Mountain Lion brings the iOS Game Center to the Mac. Aside from its social features, like finding friends and leaderboards, Game Center adds voice chat, status synchronization, notifications, and cross-platform multiplayer gaming. If your game supports it, you can hop off your iPhone and onto your Mac and pick up right where you left off.


And while it isn’t limited to gaming, the new AirPlay Mirroring in Mountain Lion means you can blast your achievements onto the big screen in 720p high definition. When sending to an Apple TV, AirPlay Mirroring will match your Mac’s display resolution, or you can set your Mac’s resolution to match the TV. (I was unable to test this, as AirPlay Mirroring informed me that my Apple TV wasn’t running the right software version.)

As a professional speaker, I find AirPlay Mirroring from a Mac to a TV interesting, but I would rather send from my iOS device to my Mac, which I would then connect to a conference projector. Then I could wander the stage while writing notes and drawing diagrams from the iPad onto the big screen.

Gatekeeper — Gatekeeper is a significant advance in the history of Mac security. Admittedly, I’m somewhat biased since security is my day job.

Nothing can prevent malware from being written, but Gatekeeper should ensure that we never see a Mac malware epidemic. It limits the kind of downloaded applications that will run on your Mac. It’s an extension of the File Quarantine feature first introduced in 10.5 Leopard, and it enables you to limit applications to those that come from the Mac App Store, or a combination of the Mac App Store and identified developers who sign their applications with a digital certificate issued by Apple. For Mac users who want to avoid Trojan horses and other malicious downloads, Gatekeeper is a compelling security option. I’ve written a detailed description of Gatekeeper in “Gatekeeper Slams
the Door on Mac Malware Epidemics
” (16 February 2012).

The Future is the (i)Cloud — Although a lot of the early coverage of Mountain Lion will focus on the influence of iOS on OS X, the real story is the growing role of iCloud. iCloud is the glue holding the Apple ecosystem together. Increasingly, Mac users’ settings, data, and communications are stored and managed in iCloud. In “The Future Is Disposable” (24 June 2011), I wrote:

Many vendors offer tools to host files and backups in the cloud, but Apple is taking iCloud in a totally different direction. Within Apple’s ecosystem the cloud becomes the center of everything — your apps, your data, and your settings. It won’t be done by file synchronization that extends our current model of computing, but by baking the concept of cloud access into everything we do at a fundamental level. Our devices finally become tools, not roach motels where the bits check in, but never check out.

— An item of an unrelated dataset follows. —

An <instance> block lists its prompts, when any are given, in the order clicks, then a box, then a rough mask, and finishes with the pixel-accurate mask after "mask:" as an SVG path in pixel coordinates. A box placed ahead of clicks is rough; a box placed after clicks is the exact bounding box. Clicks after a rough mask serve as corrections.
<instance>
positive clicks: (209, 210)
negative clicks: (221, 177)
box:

If Apple pulls this off it will be one of the most ambitious leaps in the history of consumer technology. Just as the Mac changed desktop computing, the iPod changed the way we listen to music, and the iPhone transformed the mobile phone into something from science fiction, the overlap of iCloud, Lion, and iOS could change everything we know about personal computing.

Mountain Lion is the clearest indication yet that Apple shares this vision. If they succeed, how we use our computers, tablets, phones, and perhaps even televisions will never be the same.